I believe that it's not those who go through tough times that
fail to live life, but it's those who never see beyond them. I
also know that the painful things in life are not meant to be
there to stop you, it's there to show you what you have to overcome
to get to the end. But if there's one thing I am grateful for
in what lifetime I've already lived, I am mostly grateful to God
for His love & His grace. What else is there?
I grew up looking for a reason to live,
but always finding an excuse to end it all. It's not easy trying
to figure out why people can despise you before they get to even
know you. I lived childhood trying to make sense of things that
just don't make sense. I've explored every reason possible just
to see things in a better perspective. But I've learnt that reasons
can only give you possibilities, but still leave you searching
for answers.
When I was younger, my parents would always
force us to go to church:) Sunday was one of those days you take
a shower, brush your teeth & put your clothes on, before you
even actually wake up. I grew up in sunday school & children's
church every weekend, & the christian camps during the summer.

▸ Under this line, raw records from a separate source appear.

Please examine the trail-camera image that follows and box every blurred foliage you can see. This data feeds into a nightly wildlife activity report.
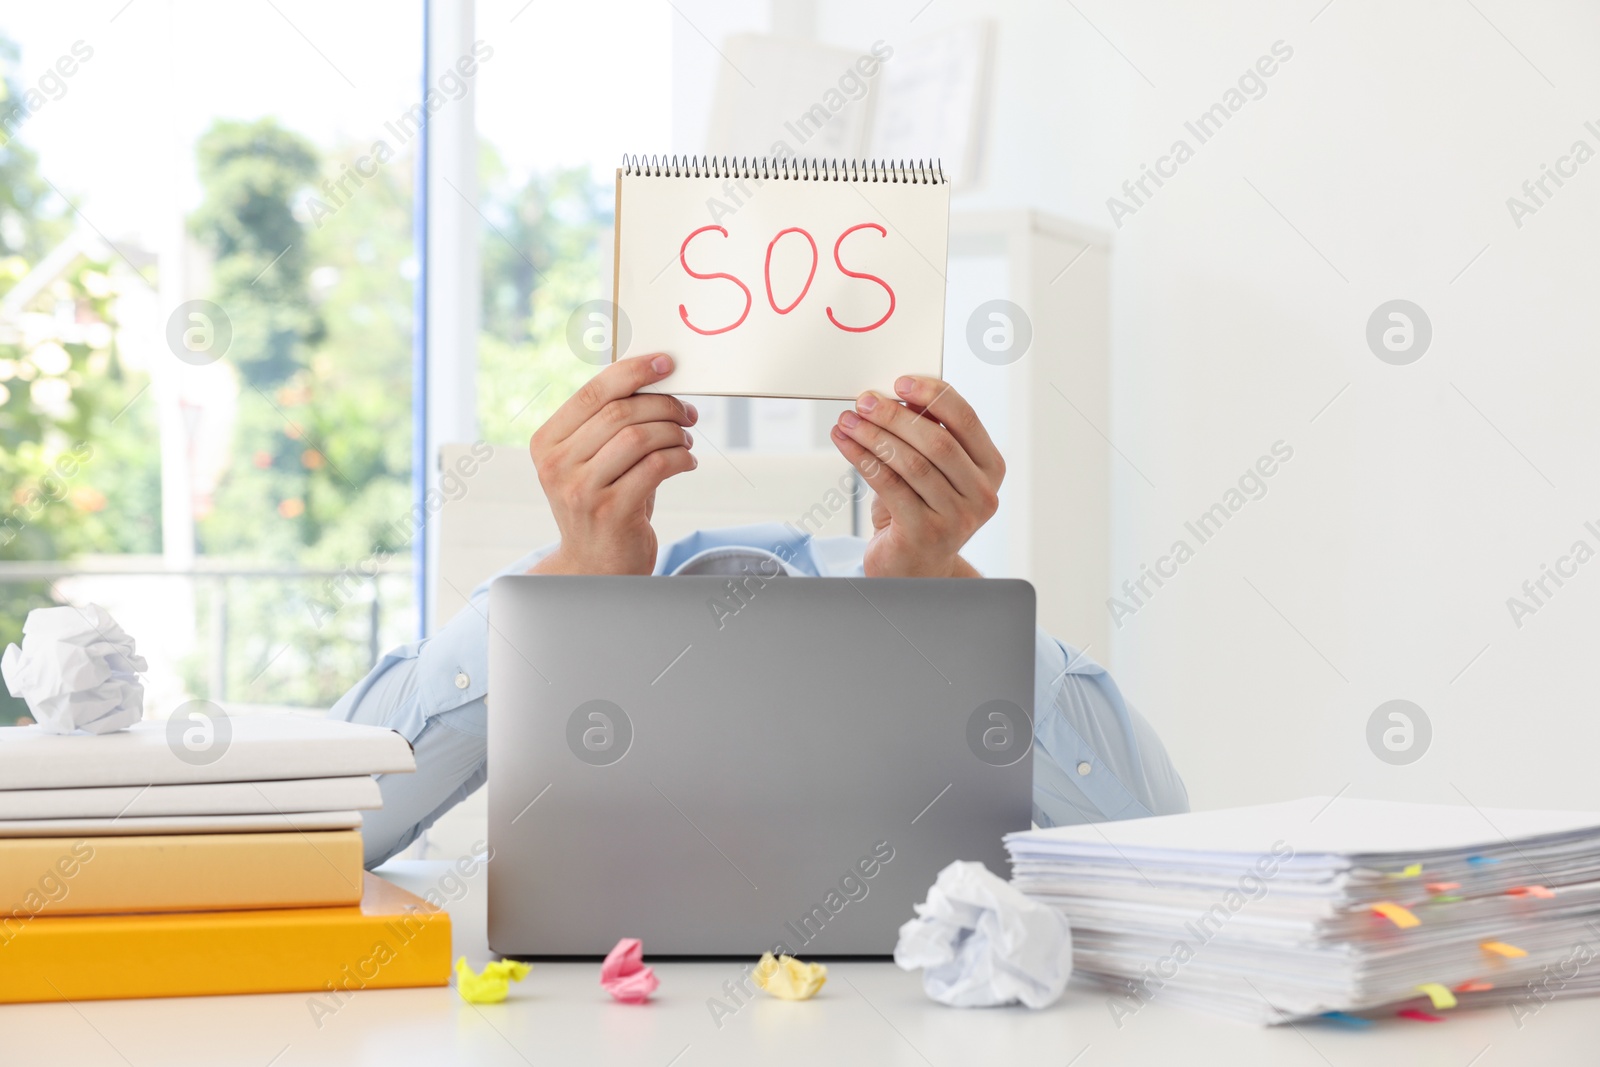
[0,31,160,723]
[190,119,415,706]
[2,25,616,714]
[188,120,324,387]
[0,34,71,264]
[477,145,610,445]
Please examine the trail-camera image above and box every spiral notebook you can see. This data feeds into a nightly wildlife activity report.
[613,156,950,400]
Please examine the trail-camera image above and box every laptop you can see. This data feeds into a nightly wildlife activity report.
[486,574,1035,958]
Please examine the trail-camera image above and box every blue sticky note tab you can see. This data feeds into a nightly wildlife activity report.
[1467,856,1501,866]
[1320,1011,1373,1028]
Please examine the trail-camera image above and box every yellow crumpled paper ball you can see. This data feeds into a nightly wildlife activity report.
[455,956,532,1004]
[752,952,828,1000]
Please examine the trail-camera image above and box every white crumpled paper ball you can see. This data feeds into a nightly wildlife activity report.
[1,603,147,734]
[894,860,1074,1009]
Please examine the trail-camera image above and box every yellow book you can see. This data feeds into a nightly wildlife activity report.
[0,831,364,916]
[0,874,450,1003]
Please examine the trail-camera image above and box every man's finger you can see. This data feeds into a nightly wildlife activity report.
[835,410,959,513]
[830,424,926,521]
[851,390,985,499]
[891,376,1004,478]
[536,353,675,446]
[610,445,697,506]
[588,421,695,487]
[565,394,697,464]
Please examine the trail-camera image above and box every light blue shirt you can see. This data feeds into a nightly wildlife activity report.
[330,523,1189,867]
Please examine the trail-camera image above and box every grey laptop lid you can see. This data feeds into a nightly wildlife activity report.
[487,575,1034,957]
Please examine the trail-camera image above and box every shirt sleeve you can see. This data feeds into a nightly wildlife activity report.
[326,542,557,866]
[1029,630,1190,827]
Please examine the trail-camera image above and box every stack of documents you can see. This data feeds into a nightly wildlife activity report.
[1006,797,1600,1024]
[0,714,451,1003]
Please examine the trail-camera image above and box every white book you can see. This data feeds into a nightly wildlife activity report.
[614,157,949,400]
[0,716,414,790]
[0,776,381,820]
[0,810,363,837]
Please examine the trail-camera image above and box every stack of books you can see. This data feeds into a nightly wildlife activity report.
[0,715,451,1003]
[1005,796,1600,1024]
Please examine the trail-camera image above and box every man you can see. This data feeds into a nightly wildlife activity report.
[331,353,1188,867]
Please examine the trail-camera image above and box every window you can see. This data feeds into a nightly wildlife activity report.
[0,2,423,723]
[471,0,672,446]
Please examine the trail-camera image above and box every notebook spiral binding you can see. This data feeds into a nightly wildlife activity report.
[621,155,945,185]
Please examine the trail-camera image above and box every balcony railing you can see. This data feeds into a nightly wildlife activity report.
[0,558,412,709]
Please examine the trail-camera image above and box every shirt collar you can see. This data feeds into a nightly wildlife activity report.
[655,522,822,576]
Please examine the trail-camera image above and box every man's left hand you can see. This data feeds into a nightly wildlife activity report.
[829,375,1005,579]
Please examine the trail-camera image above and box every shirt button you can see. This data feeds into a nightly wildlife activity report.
[1076,761,1092,776]
[454,672,470,690]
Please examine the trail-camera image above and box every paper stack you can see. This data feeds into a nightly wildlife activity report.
[0,714,451,1003]
[1005,797,1600,1025]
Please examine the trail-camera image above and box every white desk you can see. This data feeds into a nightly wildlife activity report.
[6,860,1595,1066]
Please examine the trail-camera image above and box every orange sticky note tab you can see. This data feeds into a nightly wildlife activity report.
[1455,980,1494,992]
[1507,885,1555,899]
[1425,882,1460,893]
[1416,983,1457,1010]
[1481,941,1528,959]
[1371,902,1420,928]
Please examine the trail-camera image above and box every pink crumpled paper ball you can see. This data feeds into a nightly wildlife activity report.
[600,938,658,1003]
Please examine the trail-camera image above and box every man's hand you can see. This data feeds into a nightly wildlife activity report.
[528,353,697,575]
[829,375,1004,578]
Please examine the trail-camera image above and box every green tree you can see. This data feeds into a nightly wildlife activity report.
[477,148,611,445]
[0,30,159,723]
[189,120,414,705]
[187,119,323,387]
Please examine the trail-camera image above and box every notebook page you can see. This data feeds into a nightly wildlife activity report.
[615,163,949,399]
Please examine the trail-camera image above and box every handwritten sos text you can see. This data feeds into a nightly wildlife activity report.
[677,223,897,336]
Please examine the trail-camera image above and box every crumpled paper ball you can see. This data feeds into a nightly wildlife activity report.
[894,860,1074,1009]
[455,956,531,1004]
[1,604,146,735]
[753,952,828,1000]
[599,937,658,1003]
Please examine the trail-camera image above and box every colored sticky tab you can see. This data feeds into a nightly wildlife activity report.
[752,952,828,1001]
[1455,980,1494,992]
[1467,855,1500,866]
[1481,941,1528,959]
[600,937,659,1003]
[455,957,532,1004]
[1319,1011,1373,1028]
[1397,1008,1445,1023]
[1433,895,1463,903]
[1416,983,1457,1010]
[1425,882,1460,893]
[1371,902,1420,928]
[1386,863,1423,879]
[1507,885,1556,899]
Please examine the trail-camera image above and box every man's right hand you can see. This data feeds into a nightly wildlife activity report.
[527,353,697,575]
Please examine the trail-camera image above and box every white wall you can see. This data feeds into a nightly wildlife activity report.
[772,0,1600,814]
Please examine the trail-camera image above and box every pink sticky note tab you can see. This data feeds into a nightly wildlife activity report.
[1397,1008,1445,1023]
[600,937,659,1003]
[1507,885,1556,899]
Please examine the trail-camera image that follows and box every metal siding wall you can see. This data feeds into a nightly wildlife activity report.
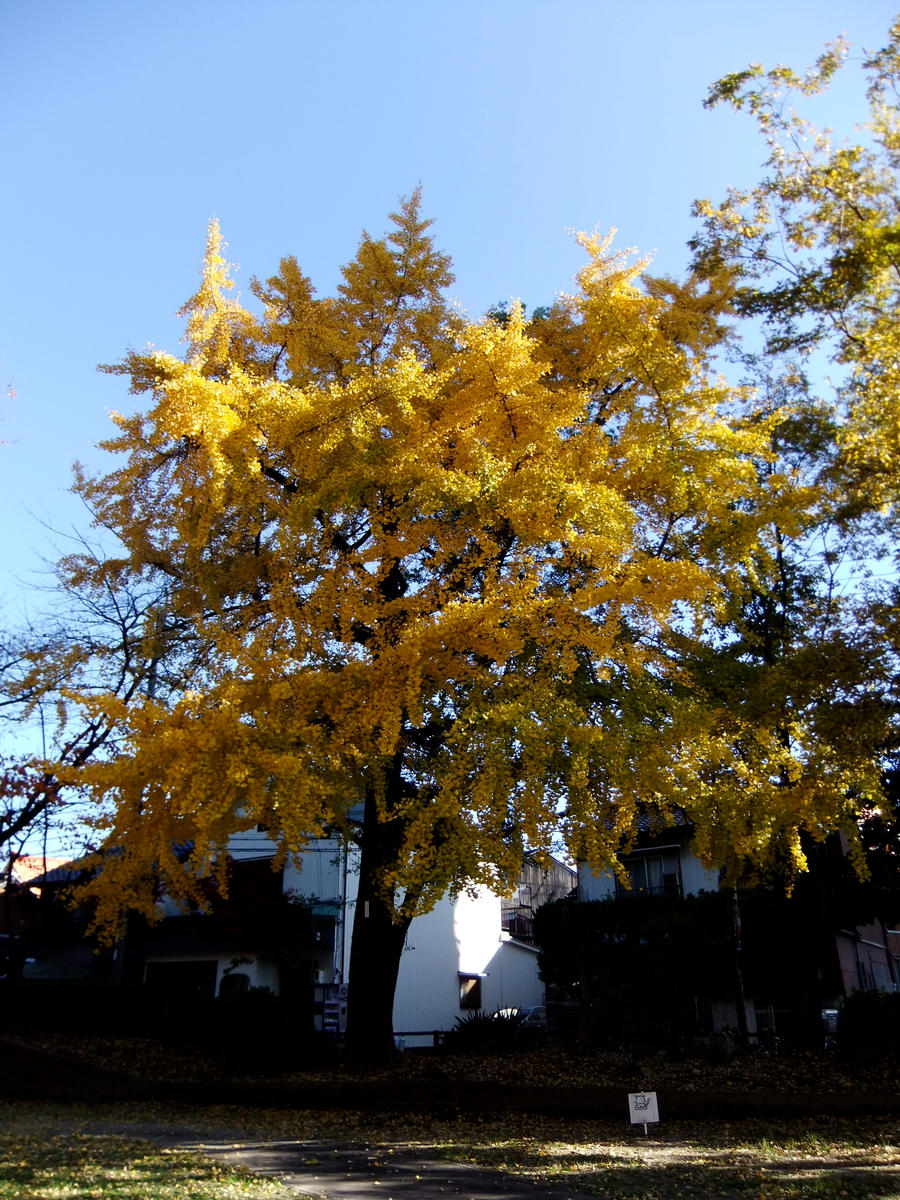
[393,896,459,1037]
[483,941,543,1013]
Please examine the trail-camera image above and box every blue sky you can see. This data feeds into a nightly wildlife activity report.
[1,0,896,623]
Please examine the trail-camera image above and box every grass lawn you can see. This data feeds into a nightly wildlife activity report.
[434,1115,900,1198]
[1,1101,897,1200]
[0,1104,307,1200]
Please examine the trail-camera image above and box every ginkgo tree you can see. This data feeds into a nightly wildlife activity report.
[690,16,900,513]
[27,190,879,1058]
[686,16,900,882]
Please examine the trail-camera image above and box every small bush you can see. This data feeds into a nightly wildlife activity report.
[441,1009,523,1054]
[664,1033,736,1064]
[212,986,318,1075]
[837,989,900,1056]
[1,979,152,1036]
[0,977,328,1077]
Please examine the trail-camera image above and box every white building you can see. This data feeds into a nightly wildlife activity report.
[143,828,574,1046]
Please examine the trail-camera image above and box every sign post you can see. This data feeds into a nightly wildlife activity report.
[627,1091,659,1136]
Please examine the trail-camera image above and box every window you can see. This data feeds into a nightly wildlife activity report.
[459,974,482,1010]
[144,959,218,996]
[616,850,682,898]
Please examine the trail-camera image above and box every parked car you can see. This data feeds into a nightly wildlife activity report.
[517,1005,547,1036]
[493,1004,547,1042]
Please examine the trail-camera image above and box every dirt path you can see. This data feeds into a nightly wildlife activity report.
[189,1135,599,1198]
[153,1125,599,1200]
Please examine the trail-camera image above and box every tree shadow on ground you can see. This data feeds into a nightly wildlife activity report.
[435,1140,900,1200]
[0,1132,287,1200]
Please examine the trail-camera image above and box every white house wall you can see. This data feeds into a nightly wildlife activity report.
[577,863,615,902]
[282,839,345,906]
[390,894,458,1041]
[227,828,277,861]
[228,830,346,906]
[681,853,720,896]
[492,937,544,1009]
[388,887,544,1046]
[222,834,546,1038]
[338,866,545,1044]
[454,888,543,1013]
[142,952,280,997]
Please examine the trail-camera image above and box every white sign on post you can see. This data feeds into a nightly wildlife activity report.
[627,1091,659,1134]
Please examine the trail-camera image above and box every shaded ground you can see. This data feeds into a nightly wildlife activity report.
[3,1032,898,1121]
[175,1136,601,1199]
[175,1118,900,1200]
[11,1031,900,1094]
[2,1102,898,1200]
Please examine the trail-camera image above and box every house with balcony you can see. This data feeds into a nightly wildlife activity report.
[138,829,576,1046]
[578,820,718,904]
[573,816,899,1045]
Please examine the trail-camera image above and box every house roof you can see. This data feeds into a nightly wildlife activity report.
[634,809,690,834]
[8,854,70,885]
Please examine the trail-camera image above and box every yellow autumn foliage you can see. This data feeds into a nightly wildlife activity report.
[49,190,873,943]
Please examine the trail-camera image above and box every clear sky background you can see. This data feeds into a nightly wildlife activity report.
[1,0,897,626]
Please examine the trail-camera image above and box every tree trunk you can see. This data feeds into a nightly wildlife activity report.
[732,884,750,1044]
[344,783,413,1064]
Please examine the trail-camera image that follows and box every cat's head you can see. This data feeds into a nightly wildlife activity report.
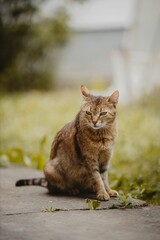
[81,85,119,130]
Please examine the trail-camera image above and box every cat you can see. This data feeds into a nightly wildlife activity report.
[16,85,119,201]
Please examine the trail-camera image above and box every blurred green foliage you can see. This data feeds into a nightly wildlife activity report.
[0,90,160,205]
[0,0,70,91]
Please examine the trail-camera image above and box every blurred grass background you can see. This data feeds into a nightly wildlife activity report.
[0,89,160,205]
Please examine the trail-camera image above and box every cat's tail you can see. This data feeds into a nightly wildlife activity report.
[15,178,48,188]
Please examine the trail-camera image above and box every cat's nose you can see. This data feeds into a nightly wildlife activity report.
[92,120,97,126]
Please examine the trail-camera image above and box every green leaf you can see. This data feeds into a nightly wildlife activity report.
[42,207,68,212]
[85,199,101,210]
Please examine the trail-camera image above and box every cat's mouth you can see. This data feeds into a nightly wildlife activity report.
[90,123,106,130]
[92,126,102,130]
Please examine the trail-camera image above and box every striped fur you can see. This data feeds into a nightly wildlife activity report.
[16,178,48,188]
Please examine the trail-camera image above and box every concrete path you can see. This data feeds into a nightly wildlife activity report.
[0,166,160,240]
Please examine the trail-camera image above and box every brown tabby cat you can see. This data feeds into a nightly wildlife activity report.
[16,85,119,201]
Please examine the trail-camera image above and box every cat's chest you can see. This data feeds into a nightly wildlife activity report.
[97,140,113,167]
[82,130,114,154]
[96,137,113,151]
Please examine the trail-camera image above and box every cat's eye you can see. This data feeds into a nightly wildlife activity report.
[86,111,92,115]
[100,112,108,116]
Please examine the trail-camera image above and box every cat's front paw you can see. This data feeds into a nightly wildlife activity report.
[108,189,119,197]
[97,191,110,201]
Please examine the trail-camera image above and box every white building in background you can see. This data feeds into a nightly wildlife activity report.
[41,0,160,103]
[110,0,160,103]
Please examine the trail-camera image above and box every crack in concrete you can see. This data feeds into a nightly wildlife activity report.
[2,205,147,217]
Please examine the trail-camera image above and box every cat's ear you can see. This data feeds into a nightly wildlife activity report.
[108,90,119,105]
[81,85,91,101]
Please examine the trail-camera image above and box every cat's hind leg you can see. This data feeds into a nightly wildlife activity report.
[44,159,66,193]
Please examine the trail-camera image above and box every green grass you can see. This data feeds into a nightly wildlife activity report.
[0,89,160,205]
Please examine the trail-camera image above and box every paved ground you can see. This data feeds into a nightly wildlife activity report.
[0,166,160,240]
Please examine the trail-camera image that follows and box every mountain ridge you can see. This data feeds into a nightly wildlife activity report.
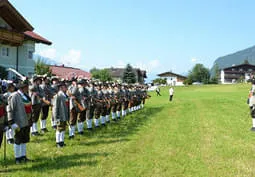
[211,45,255,76]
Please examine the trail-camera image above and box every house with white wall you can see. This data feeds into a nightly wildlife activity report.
[157,71,187,86]
[0,0,51,79]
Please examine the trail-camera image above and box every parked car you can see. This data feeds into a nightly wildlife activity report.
[192,82,203,85]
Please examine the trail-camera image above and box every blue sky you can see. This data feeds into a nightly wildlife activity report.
[9,0,255,81]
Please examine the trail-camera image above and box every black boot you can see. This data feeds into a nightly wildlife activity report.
[15,157,22,164]
[56,142,62,148]
[21,156,33,163]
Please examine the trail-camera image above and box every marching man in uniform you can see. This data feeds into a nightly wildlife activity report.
[40,77,52,133]
[52,82,69,148]
[3,83,15,144]
[86,82,96,130]
[67,78,79,139]
[7,80,33,164]
[77,79,88,134]
[29,76,43,136]
[50,77,59,129]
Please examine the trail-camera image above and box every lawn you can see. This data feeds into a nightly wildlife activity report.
[0,84,254,177]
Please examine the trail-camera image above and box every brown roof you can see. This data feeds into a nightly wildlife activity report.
[50,65,91,80]
[0,0,51,46]
[0,0,33,32]
[24,31,52,45]
[223,63,255,70]
[107,68,147,78]
[157,71,187,79]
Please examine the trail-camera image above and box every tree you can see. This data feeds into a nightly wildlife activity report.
[153,78,167,85]
[183,72,193,85]
[122,64,136,84]
[98,69,112,82]
[90,68,112,82]
[210,63,219,84]
[90,67,100,79]
[34,57,51,76]
[187,64,210,84]
[0,65,8,79]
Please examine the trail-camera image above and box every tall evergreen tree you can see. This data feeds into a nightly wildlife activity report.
[122,64,136,84]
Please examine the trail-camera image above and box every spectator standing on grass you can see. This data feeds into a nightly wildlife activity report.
[156,86,161,96]
[169,87,174,101]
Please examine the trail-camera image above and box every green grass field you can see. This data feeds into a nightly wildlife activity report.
[1,84,254,177]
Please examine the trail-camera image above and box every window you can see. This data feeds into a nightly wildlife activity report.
[28,51,33,59]
[1,47,9,57]
[28,72,33,77]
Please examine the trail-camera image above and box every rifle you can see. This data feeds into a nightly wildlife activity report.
[74,99,85,112]
[67,90,85,112]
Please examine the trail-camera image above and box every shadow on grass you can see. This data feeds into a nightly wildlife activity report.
[0,106,162,174]
[80,138,130,146]
[0,152,109,174]
[87,106,163,139]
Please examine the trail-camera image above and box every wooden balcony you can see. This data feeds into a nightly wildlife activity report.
[0,28,24,46]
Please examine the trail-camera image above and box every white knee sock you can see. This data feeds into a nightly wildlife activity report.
[112,112,116,119]
[20,143,26,157]
[41,119,47,129]
[14,144,21,158]
[252,118,255,127]
[32,123,38,132]
[89,119,92,128]
[69,126,72,136]
[56,130,61,143]
[60,131,65,142]
[86,120,90,128]
[101,116,105,124]
[106,115,110,122]
[117,111,120,118]
[6,129,10,140]
[52,119,56,127]
[94,119,99,126]
[77,122,84,132]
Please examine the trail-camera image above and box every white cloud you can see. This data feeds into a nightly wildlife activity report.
[37,48,57,59]
[191,57,198,63]
[61,49,82,66]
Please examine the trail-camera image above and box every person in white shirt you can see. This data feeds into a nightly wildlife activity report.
[169,87,174,101]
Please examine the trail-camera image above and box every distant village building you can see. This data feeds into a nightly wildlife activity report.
[220,63,255,84]
[49,65,91,80]
[106,68,147,84]
[157,71,187,86]
[0,0,52,79]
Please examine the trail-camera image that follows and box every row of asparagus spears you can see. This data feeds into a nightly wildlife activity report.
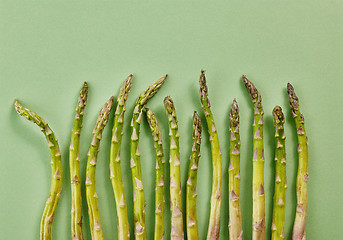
[14,72,308,240]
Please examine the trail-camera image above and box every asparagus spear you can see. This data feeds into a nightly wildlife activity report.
[110,75,133,240]
[287,83,308,240]
[130,75,167,240]
[199,71,222,240]
[271,106,287,240]
[70,82,88,240]
[242,75,265,240]
[14,99,62,240]
[163,96,184,240]
[86,96,114,240]
[186,111,202,240]
[146,108,165,240]
[228,99,243,240]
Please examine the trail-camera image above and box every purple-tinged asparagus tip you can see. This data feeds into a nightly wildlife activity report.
[199,70,211,107]
[287,82,300,111]
[242,75,261,104]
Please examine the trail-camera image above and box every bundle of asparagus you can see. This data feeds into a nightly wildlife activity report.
[14,72,309,240]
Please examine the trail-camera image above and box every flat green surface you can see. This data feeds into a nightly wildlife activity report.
[1,1,342,239]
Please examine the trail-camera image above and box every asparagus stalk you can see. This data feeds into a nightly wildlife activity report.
[130,75,167,240]
[199,71,222,240]
[228,99,243,240]
[70,82,88,240]
[242,75,265,240]
[271,106,287,240]
[287,83,308,240]
[14,99,62,240]
[163,96,184,240]
[110,75,133,240]
[86,96,114,240]
[186,111,202,240]
[146,108,165,240]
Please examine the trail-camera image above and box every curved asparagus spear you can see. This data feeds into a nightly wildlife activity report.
[228,99,243,240]
[70,82,88,240]
[110,75,133,240]
[146,108,165,240]
[287,83,308,240]
[271,106,287,240]
[186,111,202,240]
[86,96,114,240]
[130,75,167,240]
[242,75,265,240]
[14,99,62,240]
[199,71,222,240]
[164,96,184,240]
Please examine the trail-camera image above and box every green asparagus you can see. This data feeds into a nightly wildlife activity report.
[70,82,88,240]
[146,108,165,240]
[14,99,62,240]
[228,99,243,240]
[199,71,222,240]
[271,106,287,240]
[186,111,202,240]
[86,96,114,240]
[287,83,308,240]
[130,75,167,240]
[110,75,133,240]
[164,96,184,240]
[242,75,265,240]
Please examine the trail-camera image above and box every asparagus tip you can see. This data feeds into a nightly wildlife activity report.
[229,99,239,127]
[14,99,26,116]
[242,75,261,104]
[164,96,176,115]
[287,82,299,108]
[120,74,133,99]
[137,75,167,106]
[80,81,88,105]
[199,71,209,105]
[193,111,202,139]
[272,106,284,124]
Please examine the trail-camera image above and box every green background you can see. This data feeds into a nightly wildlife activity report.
[1,1,342,239]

I grew up hearing that God loves me. The truth was, to me, it
was so much more than just a story. It really was something I
really hoped was true. Little by little I found myself praying
when I was alone. It was a place where I found so much peace.
I was taught that God knew everything & that He had a purpose
for all the things I was going through. I found shelter, knowing
that although I don't understand the things in my life, that He
does & He only has what's best for me.
I went through a lot of doubts growing
up. Doubts about God & about the fact that He's really there.
I would find myself walking away from my faith in Him & seeking
things that may make sense to do at the moment. But I've come
to realize that there's no place I was meant to find refuge, but
in His hands.
I never share my story to tell people how
hard it is to be me, but only to let them know how good it is
to be loved by God.
This album is a testimony of God's goodness
& stories of my journey to find the place where I've come
to know God & His love through His son Jesus. I know that
God will bless your hearts as you listen to the songs, & I
pray that it will help you draw closer to Him.